Screenwriter William Broyles Jr. (Cast Away, Unfaithful) and director Sam Mendes (American Beauty, Road to Perdition) adopted the film from the autobiographical book Jarhead written by Anthony Swofford. They have been true to the material, making the film a big screen rendition of the very personal account of Swofford’s time spent as a Marine. The book is not a political work, and by not incorporating an agenda into the film, Broyles and Mendes have preserved the essence of Swofford’s work.
“It’s not necessary to draw everything out for the audience. You can draw your own conclusions as to the good, bad, and ugly of it all,” said director Sam Mendes about whether the film had political overtones, according to HollywoodMovies.com. “Jarhead is more interested in showing you what’s normally hidden to the civilian eye.”

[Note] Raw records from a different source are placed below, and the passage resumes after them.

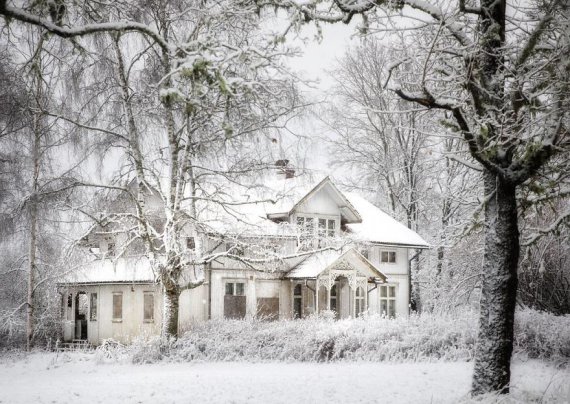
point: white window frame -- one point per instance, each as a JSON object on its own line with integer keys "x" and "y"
{"x": 389, "y": 252}
{"x": 151, "y": 294}
{"x": 389, "y": 298}
{"x": 117, "y": 319}
{"x": 234, "y": 288}
{"x": 298, "y": 297}
{"x": 93, "y": 302}
{"x": 359, "y": 301}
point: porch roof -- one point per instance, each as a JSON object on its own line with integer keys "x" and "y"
{"x": 314, "y": 265}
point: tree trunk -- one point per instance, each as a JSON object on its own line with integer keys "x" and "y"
{"x": 170, "y": 316}
{"x": 499, "y": 286}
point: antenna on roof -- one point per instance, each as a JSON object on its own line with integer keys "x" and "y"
{"x": 284, "y": 169}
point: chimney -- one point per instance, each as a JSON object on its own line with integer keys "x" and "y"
{"x": 284, "y": 169}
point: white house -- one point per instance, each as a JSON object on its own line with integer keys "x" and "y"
{"x": 334, "y": 251}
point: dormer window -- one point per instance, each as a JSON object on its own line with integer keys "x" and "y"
{"x": 235, "y": 249}
{"x": 327, "y": 227}
{"x": 190, "y": 243}
{"x": 388, "y": 257}
{"x": 111, "y": 249}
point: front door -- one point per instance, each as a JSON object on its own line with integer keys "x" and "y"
{"x": 81, "y": 306}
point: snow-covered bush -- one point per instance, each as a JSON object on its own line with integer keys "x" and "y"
{"x": 369, "y": 338}
{"x": 542, "y": 335}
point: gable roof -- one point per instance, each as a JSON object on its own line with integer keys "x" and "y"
{"x": 346, "y": 208}
{"x": 321, "y": 261}
{"x": 379, "y": 227}
{"x": 126, "y": 270}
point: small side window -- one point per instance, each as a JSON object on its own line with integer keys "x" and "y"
{"x": 118, "y": 306}
{"x": 148, "y": 303}
{"x": 93, "y": 307}
{"x": 388, "y": 257}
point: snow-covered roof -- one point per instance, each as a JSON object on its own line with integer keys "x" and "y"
{"x": 136, "y": 270}
{"x": 379, "y": 227}
{"x": 279, "y": 197}
{"x": 319, "y": 262}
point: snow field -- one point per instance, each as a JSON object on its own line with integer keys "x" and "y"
{"x": 78, "y": 377}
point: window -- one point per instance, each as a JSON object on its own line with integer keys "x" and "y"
{"x": 235, "y": 249}
{"x": 311, "y": 228}
{"x": 118, "y": 306}
{"x": 148, "y": 303}
{"x": 388, "y": 257}
{"x": 235, "y": 289}
{"x": 298, "y": 301}
{"x": 93, "y": 307}
{"x": 359, "y": 302}
{"x": 331, "y": 227}
{"x": 388, "y": 300}
{"x": 111, "y": 249}
{"x": 333, "y": 298}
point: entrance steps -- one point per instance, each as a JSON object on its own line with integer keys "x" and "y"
{"x": 74, "y": 345}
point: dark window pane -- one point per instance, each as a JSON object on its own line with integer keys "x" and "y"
{"x": 229, "y": 288}
{"x": 117, "y": 306}
{"x": 297, "y": 291}
{"x": 93, "y": 307}
{"x": 148, "y": 307}
{"x": 240, "y": 288}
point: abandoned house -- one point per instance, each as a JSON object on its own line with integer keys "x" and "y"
{"x": 327, "y": 250}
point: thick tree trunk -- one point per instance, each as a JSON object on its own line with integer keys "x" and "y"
{"x": 499, "y": 286}
{"x": 170, "y": 316}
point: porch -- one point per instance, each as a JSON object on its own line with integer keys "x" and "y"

Jake Gyllenhaal (Donnie Darko, The Good Girl) plays the leading role, Anthony Swofford. As in the book, Anthony narrates the plot of the movie. Jamie Fox stars as a “bad-ass” drill sergeant who enjoys what he does and can not imagine doing anything but serving his country. Fox’s performance is a major key in what makes Jarhead leap out of the screen and grab your attention. His acting should appeal to everybody who sees the film.
The film follows, from Anthony’s perspective, his journey from high school, through boot camp, to the Gulf War, where he is eventually deployed. Jarhead’s plot is not unusual. The film finds its power not in the story it tells, but in the way that story is told: the realism in this story of an average Marine is true to the stories of most individuals in the armed forces. Jarhead has very few battle scenes or combat action, and it is a more realistic and powerful film for it.
The message Jarhead wants to get across is rather obvious after its first hour: many people do not know what really goes on in the armed forces because of the distorted media accounts. Jarhead wants to give the viewer a first hand look at what individuals go through, not only in training, but also in battle, and after serving in the military.
I certainly would recommend this film to anyone, conservative, liberal, veteran, or an average Joe. Jarhead portrays the lives of Americans serving our country and is as unbiased movie as I have ever seen. It defies the clichs of superman-like soldiers that most movies portray as the men and women of our armed forces.
“This is the most realistic war movie, start to finish, I have ever seen,” said former Marine Sergeant Michael Stantz, whom I talked to after watching the film. “It was like I was right back there in boot camp yelling at our fresh recruits, then watching them walk off to battle as I watched another crop come right in.”